# Bon Accord Baths - Feb 20



## UrbandonedTeam (May 22, 2020)

*Bon Accord Baths*









Bon Accord Baths was constructed to provide a centrally located public baths in Aberdeen, as previously the public bathed at baths overlooking Aberdeen beach. Although the foundation stone was laid in 1936 the building was not completed until August 1940 and cost £37,000. The swimming pool is 120 feet long x 42 feet wide with the water varying in depth from 3 to 15 feet. Flanking the pool is raked seating for 1000 spectators to view the many galas that were held at the pool. The baths closed in March 2008 due to budget cuts.








Many galas and events were held at the pool throughout it's 75 years in use.
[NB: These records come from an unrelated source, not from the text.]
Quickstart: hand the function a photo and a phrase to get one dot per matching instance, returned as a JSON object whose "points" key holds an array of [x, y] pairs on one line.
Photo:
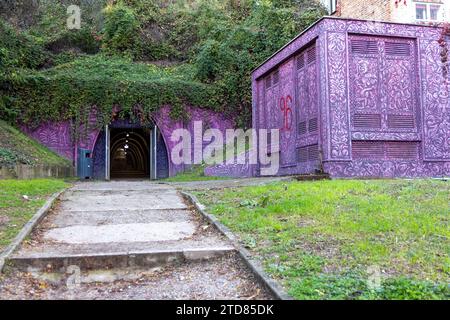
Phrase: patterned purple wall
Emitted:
{"points": [[378, 92], [57, 136]]}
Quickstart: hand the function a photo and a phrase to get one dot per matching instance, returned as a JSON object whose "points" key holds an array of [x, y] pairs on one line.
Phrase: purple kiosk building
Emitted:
{"points": [[358, 99]]}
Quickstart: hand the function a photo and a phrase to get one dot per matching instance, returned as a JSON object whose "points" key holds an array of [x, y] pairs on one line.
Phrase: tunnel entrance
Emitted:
{"points": [[130, 153]]}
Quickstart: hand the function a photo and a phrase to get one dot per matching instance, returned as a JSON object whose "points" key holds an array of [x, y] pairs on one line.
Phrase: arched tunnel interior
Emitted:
{"points": [[130, 153]]}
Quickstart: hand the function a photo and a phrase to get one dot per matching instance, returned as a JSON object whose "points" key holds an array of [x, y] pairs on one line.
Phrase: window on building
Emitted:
{"points": [[434, 12], [421, 12], [330, 5], [428, 12]]}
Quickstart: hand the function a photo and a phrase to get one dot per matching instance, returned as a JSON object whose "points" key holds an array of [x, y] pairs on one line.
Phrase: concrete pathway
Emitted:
{"points": [[116, 233]]}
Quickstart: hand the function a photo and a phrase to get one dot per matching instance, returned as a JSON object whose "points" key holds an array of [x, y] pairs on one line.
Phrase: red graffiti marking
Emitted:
{"points": [[285, 106]]}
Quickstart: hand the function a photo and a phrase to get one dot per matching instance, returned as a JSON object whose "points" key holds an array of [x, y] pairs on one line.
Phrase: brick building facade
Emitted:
{"points": [[402, 11]]}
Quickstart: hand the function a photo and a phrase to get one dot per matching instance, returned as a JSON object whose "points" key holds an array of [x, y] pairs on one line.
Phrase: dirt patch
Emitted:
{"points": [[225, 278], [3, 221]]}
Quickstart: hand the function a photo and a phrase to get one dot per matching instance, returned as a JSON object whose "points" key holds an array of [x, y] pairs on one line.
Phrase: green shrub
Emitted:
{"points": [[121, 29]]}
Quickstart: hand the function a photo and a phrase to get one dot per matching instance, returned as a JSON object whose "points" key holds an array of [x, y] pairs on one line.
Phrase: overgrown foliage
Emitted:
{"points": [[222, 41]]}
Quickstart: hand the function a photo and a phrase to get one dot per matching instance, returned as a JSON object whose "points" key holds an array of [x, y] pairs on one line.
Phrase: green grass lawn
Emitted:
{"points": [[195, 174], [331, 239], [15, 211], [16, 147]]}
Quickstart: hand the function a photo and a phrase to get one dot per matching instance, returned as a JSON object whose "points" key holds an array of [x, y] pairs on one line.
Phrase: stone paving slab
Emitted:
{"points": [[70, 218], [225, 278], [97, 218]]}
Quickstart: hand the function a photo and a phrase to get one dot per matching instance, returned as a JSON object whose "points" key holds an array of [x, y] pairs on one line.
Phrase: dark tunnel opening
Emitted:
{"points": [[130, 153]]}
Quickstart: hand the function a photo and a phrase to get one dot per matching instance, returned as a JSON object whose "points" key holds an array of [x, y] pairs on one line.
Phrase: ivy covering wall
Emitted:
{"points": [[139, 55]]}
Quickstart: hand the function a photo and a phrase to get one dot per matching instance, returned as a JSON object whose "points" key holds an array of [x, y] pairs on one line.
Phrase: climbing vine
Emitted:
{"points": [[208, 48], [70, 91]]}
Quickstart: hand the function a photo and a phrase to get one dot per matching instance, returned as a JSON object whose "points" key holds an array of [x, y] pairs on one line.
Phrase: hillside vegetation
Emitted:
{"points": [[138, 54], [15, 147]]}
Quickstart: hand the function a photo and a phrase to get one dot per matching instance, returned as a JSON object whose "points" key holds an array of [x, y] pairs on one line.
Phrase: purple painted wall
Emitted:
{"points": [[364, 100], [57, 136]]}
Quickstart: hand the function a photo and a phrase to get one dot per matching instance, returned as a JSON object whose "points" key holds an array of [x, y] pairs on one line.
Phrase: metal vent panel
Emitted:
{"points": [[312, 55], [313, 125], [402, 150], [300, 62], [302, 129], [396, 121], [367, 121], [364, 47], [367, 150], [402, 49]]}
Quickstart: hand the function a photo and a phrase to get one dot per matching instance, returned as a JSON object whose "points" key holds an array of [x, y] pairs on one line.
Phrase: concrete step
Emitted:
{"points": [[36, 262], [312, 177]]}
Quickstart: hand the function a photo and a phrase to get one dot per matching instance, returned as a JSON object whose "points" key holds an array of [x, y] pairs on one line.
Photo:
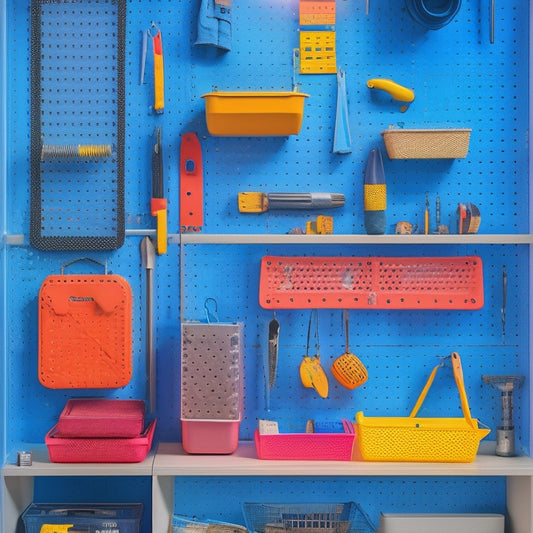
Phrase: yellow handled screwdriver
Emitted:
{"points": [[159, 83]]}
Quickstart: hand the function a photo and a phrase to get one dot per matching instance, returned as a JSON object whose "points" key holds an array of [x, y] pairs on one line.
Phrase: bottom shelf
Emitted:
{"points": [[177, 478]]}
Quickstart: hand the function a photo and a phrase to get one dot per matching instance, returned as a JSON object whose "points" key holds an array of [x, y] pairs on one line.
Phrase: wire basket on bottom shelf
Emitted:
{"points": [[306, 518]]}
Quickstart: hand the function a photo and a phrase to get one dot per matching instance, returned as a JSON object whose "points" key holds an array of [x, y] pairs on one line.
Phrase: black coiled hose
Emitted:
{"points": [[433, 14]]}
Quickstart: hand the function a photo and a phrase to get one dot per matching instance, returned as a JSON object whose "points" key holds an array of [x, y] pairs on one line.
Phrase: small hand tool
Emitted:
{"points": [[397, 91], [158, 203], [312, 374], [57, 528], [469, 218], [191, 183], [273, 346], [258, 202], [159, 75], [492, 15], [505, 440], [144, 48], [504, 300], [426, 216], [323, 225], [148, 263]]}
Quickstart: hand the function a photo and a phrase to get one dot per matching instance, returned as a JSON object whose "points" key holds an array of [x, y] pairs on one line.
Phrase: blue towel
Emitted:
{"points": [[342, 141], [214, 24]]}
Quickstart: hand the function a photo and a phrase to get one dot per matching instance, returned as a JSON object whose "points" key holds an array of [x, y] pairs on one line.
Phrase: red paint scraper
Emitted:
{"points": [[191, 184]]}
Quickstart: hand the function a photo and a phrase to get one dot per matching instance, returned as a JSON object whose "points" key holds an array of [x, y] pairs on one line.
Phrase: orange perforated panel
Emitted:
{"points": [[85, 332]]}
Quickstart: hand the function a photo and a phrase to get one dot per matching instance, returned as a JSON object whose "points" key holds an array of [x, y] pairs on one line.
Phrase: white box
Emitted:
{"points": [[441, 523]]}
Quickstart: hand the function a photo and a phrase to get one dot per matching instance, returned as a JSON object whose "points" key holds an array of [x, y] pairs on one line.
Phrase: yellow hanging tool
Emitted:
{"points": [[158, 202], [159, 83]]}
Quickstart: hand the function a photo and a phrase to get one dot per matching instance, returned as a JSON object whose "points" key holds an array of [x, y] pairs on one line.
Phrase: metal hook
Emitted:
{"points": [[208, 315]]}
In February we headed to Aberdeen for a three day trip with DustySensorPhotography with too much on our list for the three days available. I can't remember whether it was due to a storm or something else, but every train we were supposed to use got cancelled and our 4 hour journey quickly turned into 8 hours and a couple of our planned leads being missed out on. Nevertheless, we persevered and ending up having a reasonably successful and fun trip. Bon Accord was probably the place I wanted to manage most - there was something about it. We scouted the architecturally stunning structure multiple times on the second and third day in passing, but it looked well sealed. On the third day before our train and Oli's flight, we decided to give it a final push and try an interesting method of entry I've definitely not done prior. Maybe we were hungover from the night before, but surprisingly it worked and we were in.


The pool is amazing and it's such a shame it isn't in use. The huge windows let in tons of natural light, with their frames holding up the immense arch. I think a few years ago, the pool hall was covered in graffiti and quite a bit of crap was lobbed around by vandals. However, that's about how far the destruction goes, and the rest of the building is in great condition, with any deterioration being natural. Some parts such as the tiled plunge pool look like they could still be in use.
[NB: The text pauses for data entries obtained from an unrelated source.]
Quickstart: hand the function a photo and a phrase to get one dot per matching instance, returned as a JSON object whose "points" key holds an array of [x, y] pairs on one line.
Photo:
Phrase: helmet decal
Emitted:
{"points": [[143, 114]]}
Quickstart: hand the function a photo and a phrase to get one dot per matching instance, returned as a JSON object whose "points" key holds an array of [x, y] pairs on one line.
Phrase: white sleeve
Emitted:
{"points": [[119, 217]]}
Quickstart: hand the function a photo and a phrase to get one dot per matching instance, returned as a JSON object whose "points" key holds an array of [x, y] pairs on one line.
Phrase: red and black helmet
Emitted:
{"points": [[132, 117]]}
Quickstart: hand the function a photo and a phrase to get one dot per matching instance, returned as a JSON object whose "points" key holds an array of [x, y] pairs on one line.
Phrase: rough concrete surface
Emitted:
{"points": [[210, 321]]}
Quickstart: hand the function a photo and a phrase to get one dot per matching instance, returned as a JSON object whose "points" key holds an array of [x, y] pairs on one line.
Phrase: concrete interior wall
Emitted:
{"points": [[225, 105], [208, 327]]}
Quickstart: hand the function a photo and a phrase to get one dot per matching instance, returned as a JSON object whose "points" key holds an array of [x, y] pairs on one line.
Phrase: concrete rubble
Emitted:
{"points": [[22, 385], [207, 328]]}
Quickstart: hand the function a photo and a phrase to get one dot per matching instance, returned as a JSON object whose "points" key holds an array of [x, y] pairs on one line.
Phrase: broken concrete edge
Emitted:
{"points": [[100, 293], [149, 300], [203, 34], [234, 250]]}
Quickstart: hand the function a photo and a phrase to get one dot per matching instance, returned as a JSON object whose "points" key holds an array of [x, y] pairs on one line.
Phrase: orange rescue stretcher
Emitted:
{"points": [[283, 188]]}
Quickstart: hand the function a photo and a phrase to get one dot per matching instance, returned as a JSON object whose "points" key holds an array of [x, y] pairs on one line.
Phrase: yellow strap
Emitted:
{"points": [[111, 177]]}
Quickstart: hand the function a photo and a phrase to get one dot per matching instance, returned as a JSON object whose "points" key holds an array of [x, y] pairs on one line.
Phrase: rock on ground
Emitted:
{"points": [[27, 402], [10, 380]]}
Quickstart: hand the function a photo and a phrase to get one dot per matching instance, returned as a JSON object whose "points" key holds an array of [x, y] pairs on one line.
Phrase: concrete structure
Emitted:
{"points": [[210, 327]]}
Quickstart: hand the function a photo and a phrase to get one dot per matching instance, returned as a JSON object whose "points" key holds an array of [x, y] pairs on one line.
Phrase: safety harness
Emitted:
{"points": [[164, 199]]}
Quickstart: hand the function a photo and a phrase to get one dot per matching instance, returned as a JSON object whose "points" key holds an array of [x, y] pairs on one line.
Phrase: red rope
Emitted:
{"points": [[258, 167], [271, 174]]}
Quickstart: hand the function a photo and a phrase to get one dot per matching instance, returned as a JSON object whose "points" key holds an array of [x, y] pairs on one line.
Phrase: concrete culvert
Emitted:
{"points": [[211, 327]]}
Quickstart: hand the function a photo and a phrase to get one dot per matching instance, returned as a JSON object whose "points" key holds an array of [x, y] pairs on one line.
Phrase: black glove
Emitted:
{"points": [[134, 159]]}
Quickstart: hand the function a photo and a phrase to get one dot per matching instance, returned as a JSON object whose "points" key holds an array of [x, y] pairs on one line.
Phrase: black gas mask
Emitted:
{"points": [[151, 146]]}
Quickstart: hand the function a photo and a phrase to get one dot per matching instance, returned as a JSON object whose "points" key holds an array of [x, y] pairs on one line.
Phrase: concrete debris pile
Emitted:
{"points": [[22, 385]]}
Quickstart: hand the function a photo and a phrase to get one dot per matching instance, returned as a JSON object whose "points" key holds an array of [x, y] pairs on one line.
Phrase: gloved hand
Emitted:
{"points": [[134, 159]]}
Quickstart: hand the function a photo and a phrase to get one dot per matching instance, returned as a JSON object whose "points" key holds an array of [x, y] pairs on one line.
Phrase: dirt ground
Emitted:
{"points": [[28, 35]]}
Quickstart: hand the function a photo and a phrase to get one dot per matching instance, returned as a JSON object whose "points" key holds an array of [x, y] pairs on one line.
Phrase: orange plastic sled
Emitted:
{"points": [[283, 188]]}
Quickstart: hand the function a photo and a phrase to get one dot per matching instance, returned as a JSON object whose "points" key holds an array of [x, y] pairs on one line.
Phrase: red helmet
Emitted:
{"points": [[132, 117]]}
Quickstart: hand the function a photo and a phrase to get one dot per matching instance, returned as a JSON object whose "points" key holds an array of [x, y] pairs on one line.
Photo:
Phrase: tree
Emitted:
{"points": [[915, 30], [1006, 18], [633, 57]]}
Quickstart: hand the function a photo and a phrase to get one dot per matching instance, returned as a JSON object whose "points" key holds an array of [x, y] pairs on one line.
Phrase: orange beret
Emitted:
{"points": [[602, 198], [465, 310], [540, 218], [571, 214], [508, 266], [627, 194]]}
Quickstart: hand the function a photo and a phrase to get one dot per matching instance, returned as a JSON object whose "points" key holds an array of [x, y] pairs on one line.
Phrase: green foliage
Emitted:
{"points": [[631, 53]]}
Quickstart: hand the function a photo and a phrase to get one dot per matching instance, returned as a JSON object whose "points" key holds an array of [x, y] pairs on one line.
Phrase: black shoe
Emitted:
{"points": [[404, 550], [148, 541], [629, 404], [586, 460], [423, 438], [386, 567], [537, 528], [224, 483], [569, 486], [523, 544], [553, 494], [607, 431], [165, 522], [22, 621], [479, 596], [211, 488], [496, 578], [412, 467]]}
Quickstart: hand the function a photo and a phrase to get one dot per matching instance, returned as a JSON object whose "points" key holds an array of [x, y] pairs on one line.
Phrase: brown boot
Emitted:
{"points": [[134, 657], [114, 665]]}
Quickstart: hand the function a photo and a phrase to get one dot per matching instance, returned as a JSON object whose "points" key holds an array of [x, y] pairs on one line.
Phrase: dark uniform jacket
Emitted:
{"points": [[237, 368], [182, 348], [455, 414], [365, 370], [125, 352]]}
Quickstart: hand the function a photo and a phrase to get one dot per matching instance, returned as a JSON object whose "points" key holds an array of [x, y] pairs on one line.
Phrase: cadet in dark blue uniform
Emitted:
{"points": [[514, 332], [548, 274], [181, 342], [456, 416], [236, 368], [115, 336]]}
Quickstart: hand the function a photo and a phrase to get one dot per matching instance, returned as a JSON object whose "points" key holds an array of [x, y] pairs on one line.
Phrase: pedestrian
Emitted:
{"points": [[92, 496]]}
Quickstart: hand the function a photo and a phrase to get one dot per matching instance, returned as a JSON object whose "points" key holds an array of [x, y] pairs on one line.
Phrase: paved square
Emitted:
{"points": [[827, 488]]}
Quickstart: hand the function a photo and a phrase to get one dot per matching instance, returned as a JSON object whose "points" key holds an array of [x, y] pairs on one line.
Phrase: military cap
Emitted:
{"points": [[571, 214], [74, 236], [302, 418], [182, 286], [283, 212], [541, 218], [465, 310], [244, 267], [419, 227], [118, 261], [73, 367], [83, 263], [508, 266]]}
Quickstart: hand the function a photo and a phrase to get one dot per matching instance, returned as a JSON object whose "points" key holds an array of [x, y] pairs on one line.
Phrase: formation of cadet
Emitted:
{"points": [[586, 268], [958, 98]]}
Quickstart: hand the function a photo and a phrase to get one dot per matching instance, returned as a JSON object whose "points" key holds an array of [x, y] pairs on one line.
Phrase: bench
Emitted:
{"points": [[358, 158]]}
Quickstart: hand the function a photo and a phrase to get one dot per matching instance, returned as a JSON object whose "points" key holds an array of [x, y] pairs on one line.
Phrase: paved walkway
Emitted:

Past and present: the pool kept all of it's original details, such as the sculptured diving board platforms and the timber seating.
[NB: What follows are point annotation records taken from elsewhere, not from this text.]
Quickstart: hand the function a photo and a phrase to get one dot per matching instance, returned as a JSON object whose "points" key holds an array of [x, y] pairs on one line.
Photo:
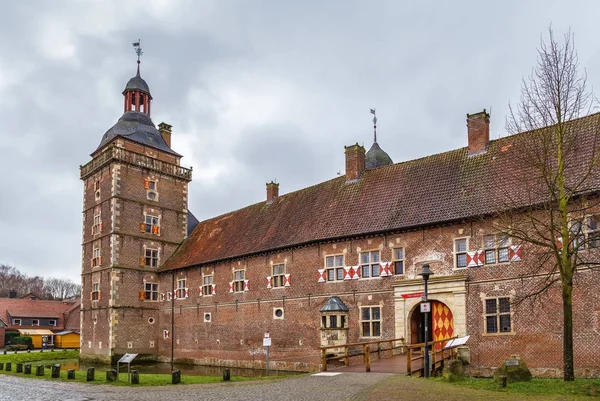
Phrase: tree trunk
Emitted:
{"points": [[567, 295]]}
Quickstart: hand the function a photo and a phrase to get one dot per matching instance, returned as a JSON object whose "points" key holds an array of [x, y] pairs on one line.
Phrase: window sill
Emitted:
{"points": [[511, 333]]}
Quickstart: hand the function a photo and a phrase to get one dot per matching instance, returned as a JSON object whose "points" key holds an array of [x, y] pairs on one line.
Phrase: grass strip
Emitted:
{"points": [[579, 387]]}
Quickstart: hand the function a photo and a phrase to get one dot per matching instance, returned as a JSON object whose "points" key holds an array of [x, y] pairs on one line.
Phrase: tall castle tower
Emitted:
{"points": [[134, 217]]}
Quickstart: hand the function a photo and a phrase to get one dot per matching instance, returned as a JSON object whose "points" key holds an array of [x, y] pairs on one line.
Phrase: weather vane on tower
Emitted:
{"points": [[374, 125]]}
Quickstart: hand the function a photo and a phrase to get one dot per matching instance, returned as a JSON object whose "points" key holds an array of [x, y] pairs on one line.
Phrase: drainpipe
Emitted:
{"points": [[172, 316]]}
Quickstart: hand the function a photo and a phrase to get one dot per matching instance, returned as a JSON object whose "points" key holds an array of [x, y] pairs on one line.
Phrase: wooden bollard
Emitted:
{"points": [[135, 377], [176, 377], [111, 375], [90, 375]]}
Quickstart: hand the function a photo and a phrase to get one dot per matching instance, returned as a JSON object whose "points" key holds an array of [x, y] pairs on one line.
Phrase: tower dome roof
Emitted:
{"points": [[137, 83], [377, 157]]}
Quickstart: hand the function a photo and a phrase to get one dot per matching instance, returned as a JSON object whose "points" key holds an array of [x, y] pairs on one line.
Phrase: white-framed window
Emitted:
{"points": [[238, 280], [207, 284], [278, 275], [97, 225], [151, 189], [181, 288], [586, 234], [398, 258], [461, 245], [334, 266], [151, 291], [95, 295], [496, 248], [370, 320], [151, 224], [97, 189], [369, 264], [497, 315], [151, 257], [96, 255]]}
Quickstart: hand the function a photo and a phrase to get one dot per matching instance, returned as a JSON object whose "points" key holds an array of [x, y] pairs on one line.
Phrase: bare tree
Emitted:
{"points": [[58, 288], [553, 209]]}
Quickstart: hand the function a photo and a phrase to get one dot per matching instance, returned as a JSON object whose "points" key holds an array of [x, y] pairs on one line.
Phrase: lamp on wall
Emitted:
{"points": [[426, 273]]}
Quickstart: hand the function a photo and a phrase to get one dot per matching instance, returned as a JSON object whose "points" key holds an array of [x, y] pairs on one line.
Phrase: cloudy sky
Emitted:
{"points": [[255, 90]]}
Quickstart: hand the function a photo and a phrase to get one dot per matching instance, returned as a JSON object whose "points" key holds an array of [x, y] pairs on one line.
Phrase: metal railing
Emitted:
{"points": [[415, 364], [360, 349], [134, 159]]}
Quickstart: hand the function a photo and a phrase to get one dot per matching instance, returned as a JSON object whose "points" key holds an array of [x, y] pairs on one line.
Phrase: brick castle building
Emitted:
{"points": [[333, 263]]}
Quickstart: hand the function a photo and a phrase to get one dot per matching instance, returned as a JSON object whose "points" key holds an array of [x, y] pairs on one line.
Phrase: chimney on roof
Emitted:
{"points": [[355, 161], [272, 191], [478, 126], [165, 132]]}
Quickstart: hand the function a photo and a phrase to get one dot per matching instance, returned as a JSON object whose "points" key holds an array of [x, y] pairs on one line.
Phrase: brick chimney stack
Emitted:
{"points": [[478, 126], [355, 161], [272, 191], [165, 132]]}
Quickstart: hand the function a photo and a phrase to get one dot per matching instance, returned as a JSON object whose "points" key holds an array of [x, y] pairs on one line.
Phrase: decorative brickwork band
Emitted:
{"points": [[515, 253], [321, 275]]}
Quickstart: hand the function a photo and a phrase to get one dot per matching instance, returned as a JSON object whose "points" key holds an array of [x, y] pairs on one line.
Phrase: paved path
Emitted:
{"points": [[340, 387]]}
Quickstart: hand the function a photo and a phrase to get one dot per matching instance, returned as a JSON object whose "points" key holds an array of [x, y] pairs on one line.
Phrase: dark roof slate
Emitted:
{"points": [[437, 189], [138, 127]]}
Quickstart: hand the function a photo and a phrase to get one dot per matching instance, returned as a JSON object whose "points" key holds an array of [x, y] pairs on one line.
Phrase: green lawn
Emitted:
{"points": [[579, 387], [23, 357]]}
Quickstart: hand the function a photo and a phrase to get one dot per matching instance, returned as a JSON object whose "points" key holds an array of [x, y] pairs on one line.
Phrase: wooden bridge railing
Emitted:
{"points": [[415, 361], [363, 349]]}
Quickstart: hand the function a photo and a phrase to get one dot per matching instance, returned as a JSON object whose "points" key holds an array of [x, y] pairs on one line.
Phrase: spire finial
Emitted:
{"points": [[139, 52], [374, 126]]}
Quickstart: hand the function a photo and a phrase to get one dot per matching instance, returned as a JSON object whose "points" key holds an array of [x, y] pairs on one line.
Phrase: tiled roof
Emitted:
{"points": [[441, 188], [17, 307]]}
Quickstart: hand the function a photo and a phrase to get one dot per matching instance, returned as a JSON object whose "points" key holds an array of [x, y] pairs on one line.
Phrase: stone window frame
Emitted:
{"points": [[497, 314], [151, 226], [97, 221], [397, 260], [334, 269], [151, 186], [95, 293], [97, 189], [456, 253], [239, 276], [151, 258], [278, 277], [150, 293], [497, 247], [372, 323], [96, 254], [207, 287], [372, 266], [181, 287]]}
Close up of the seats. Some of them have decayed to the ground.















The underwater lighting in the pool was apparently some of the earliest examples of such.























Male changing rooms.

















The walkway connecting the pool to reception. Possibly at some point it was locked (?) which may explain the lack of vandalism in the other leisure facilities.










Reception. The walls are blonde 'rippled sycamore' timber panelling and chrome fittings.










Main entrance.










The gym beside reception contained a lot of old equipment. More was placed in the corridor on the other side.
























Changing rooms with awesome lights.










The 3 storey region of the structure had a nice, Art Deco staircase.










On the second floor was saunas, steam rooms and the plunge pool.
























Plunge pool, used for hydrotherapy, aquatic exercise and relaxation.



That's all for the photographs. Here is the link to our documentary styled video on the site. We cover Bon Accord's past, present and future through cinematics and narration:



https://youtu.be/ndRoDnAEzKc



Thanks for reading


----------



## Sam Haltin (May 23, 2020)

Nicely done. When I first moved to Aberdeen in the late 1970s that's where I spent most of my days at the pool. It's just how I remembered it. Pity about the grafitti though.


----------



## Darklldo (Jan 9, 2021)

Argghhh! Why do people paint walls with a water base paint over an oil base? That flaking would have occurred sooner or later even if they had kept the baths open.
I was wondering what they could do with all that gym equipment. There wouldn't be that much interest in buying it would there? What happens so old gym equipment I wonder?
Fantastic tour and fascinating video. Thank you


----------



## Foxylady (Jan 9, 2021)

What a great find. Love the architecture and those lights really are nice.


----------



## urban-dorset (Jan 9, 2021)

Darklldo said:


> Argghhh! Why do people paint walls with a water base paint over an oil base? That flaking would have occurred sooner or later even if they had kept the baths open.
> I was wondering what they could do with all that gym equipment. There wouldn't be that much interest in buying it would there? What happens so old gym equipment I wonder?
> Fantastic tour and fascinating video. Thank you


It looks like some of that equipment has been 'cannibalised', though hard to tell for sure.


----------



## FunkyMuffin (Jan 10, 2021)

Great set of photos, what a place eh?


----------



## rickyt (Feb 3, 2021)

Thanks for posting, great pics.
Shame about the paintwork, did someone leave the sauna on?


----------